L’anarchiste immodéré
Quant à sa conception de l’anarchie, Dagerman écrit L’Anarchisme et moi, un texte publié en 1946 dans la Revue 40-tal où l’on peut lire : « Tandis qu’en Espagne, entre 1936 et 1939, l’anarchiste était considéré comme si dangereux pour la société qu’il convenait de lui tirer dessus des deux côtés (par les fusils allemands et italiens mais aussi, dans le dos, par les balles russes de ses “alliés” communistes), l’anarchiste suédois est considéré dans certains cercles radicaux, et en particulier marxistes, comme un romantique impénitent, une sorte d’idéaliste de la politique aux complexes libéraux profondément enracinés. » Il considère plus loin que l’écrivain anarchiste est forcément pessimiste « puisqu’il est conscient du fait que sa contribution ne peut être que symbolique », avec pour rôle, celui modeste du ver de terre qui, « sans lui, resterait stérile du fait de la sécheresse des conventions ». Cependant, Dagerman avoue que « ce rôle de politicien de l’impossible, dans un monde où ceux du possible ne sont que trop nombreux, est malgré tout un rôle qui me satisfait à la fois comme être social, comme individu et comme auteur du Serpent ».
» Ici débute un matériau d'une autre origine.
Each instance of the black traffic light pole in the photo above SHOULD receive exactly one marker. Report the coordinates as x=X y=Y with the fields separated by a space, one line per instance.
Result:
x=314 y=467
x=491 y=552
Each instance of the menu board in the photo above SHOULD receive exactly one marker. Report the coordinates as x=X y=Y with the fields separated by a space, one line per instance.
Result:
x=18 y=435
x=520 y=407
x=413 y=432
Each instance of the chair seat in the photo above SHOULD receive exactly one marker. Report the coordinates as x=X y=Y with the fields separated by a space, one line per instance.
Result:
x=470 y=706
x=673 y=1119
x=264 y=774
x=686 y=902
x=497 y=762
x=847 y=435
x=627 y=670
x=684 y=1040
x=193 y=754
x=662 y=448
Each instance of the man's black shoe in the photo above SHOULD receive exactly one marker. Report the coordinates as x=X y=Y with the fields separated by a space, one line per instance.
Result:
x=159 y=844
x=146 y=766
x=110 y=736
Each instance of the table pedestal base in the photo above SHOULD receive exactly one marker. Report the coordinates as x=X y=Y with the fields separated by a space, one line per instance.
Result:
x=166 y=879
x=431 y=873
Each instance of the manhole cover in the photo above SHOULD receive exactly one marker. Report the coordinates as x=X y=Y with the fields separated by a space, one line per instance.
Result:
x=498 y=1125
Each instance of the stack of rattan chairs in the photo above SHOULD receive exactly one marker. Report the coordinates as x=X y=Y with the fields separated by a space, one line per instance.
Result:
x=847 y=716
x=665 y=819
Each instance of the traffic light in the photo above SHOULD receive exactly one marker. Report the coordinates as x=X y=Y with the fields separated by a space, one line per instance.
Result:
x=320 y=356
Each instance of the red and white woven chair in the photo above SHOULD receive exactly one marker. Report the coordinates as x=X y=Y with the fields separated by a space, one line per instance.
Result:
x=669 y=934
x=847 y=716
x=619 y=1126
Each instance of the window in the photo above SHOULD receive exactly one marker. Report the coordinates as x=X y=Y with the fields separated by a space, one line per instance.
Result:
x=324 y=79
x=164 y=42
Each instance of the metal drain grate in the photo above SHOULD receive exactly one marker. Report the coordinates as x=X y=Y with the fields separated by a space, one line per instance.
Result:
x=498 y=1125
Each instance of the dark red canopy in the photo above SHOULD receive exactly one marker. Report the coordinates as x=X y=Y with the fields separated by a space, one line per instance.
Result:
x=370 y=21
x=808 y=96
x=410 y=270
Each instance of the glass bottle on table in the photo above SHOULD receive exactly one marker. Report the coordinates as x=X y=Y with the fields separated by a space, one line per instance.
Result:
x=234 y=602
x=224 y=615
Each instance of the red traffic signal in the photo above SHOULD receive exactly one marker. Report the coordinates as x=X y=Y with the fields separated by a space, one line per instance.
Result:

Une célébrité qui pousse au néant
En 1950, le divorce est prononcé entre Stig et Annemarie. Il se remarie en 1953 avec l’actrice Anita Björk, une beauté nordique, personnage adulé du Tout-Stockholm et qu’Hollywood sollicite. Contrairement à sa première femme, Anita pourrait se définir comme une « luxueuse bohème ». Dagerman tombe (par amour ?) dans le piège du jeu pathétique du couple célèbre. Tourbillon de mondanités, pour lesquelles il n’était pas armé et qui lui seront fatales. Il se consume doucement dans l’illusion d’un monde désuet peuplé d’acteurs de théâtre et de cinéma. Conscient, il se dit alors « condamné au suicide ». Il fuira cette vie, mais trop tard, son inspiration s’est tarie et les dernières années de sa vie seront celles d’un grand effondrement et d’une extrême solitude. Cependant, jusqu’au bout, il écrit sa chronique dans la revue anarchiste Arbetaren. En 1952, il publie un texte testamentaire – qui paraît décalé – dans la revue féminine Husmodern : « Mon talent me rend esclave au point de ne pas oser l’employer, de peur de l’avoir perdu. Avec une joie amère, je désire voir mes maisons tomber en ruine et me voir moi-même enseveli sous la neige de l’oubli. Mais la dépression est une poupée russe et, dans la dernière poupée, se trouvent un couteau, une lame de rasoir, un poison, une eau profonde et un saut dans un grand trou. Je finis par devenir l’esclave de tous ces instruments de mort. Ils me suivent comme des chiens, à moins que le chien, ce ne soit moi. Et il me semble comprendre que le suicide est la seule preuve de la liberté humaine. »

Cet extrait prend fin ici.